Traditional LRU caches are not designed for high concurrency due to limited equipment and that the penalty per hit is much less than a miss (for example, finding a database). For most applications, a cache lock is acceptable if it is used only to update the underlying structure (does not calculate a miss value). Simple methods, such as segmenting LRU policies, were usually good enough when they started to block.
The way to create the LRU cache scale is to avoid updating the policy on every access. The criticism is that the cache user does not care what the current LRU order is. The only problem for the caller is that the cache supports threshold size and high hit ratio. This opens the door to optimization by avoiding mutating the LRU policy with every read.

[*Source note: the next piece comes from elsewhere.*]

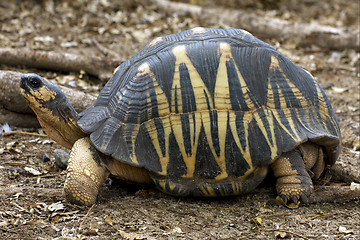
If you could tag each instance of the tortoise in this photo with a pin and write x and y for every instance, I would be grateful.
(202, 113)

The memcached approach is to cancel subsequent reads during a time window, for example. 1 second. The cache is expected to be very large, so there is a very low probability of evicting a poor candidate using this simpler LRU.
The approach of ConcurrentLinkedHashMap (CLHM) and then Guava Cache is a buffer access entry. This buffer merges under the LRU lock and with the help of try-lock no other operation should be blocked. CLHM uses several ring buffers, which are losses if the cache cannot keep up with it, since losing events are more likely to degrade performance.
The Ehcache and redis approach is a probabilistic LRU policy. Reading updates the timestamp of the record, and the record iterates through the cache to obtain a random sample. The oldest entry is taken out of this sample. If the sample is quickly built and the cache is large, the output is probably a good candidate.
There are probably other methods and, of course, LRU pseudo-policies (e.g. CLOCK) that offer higher concurrency at lower interest rates.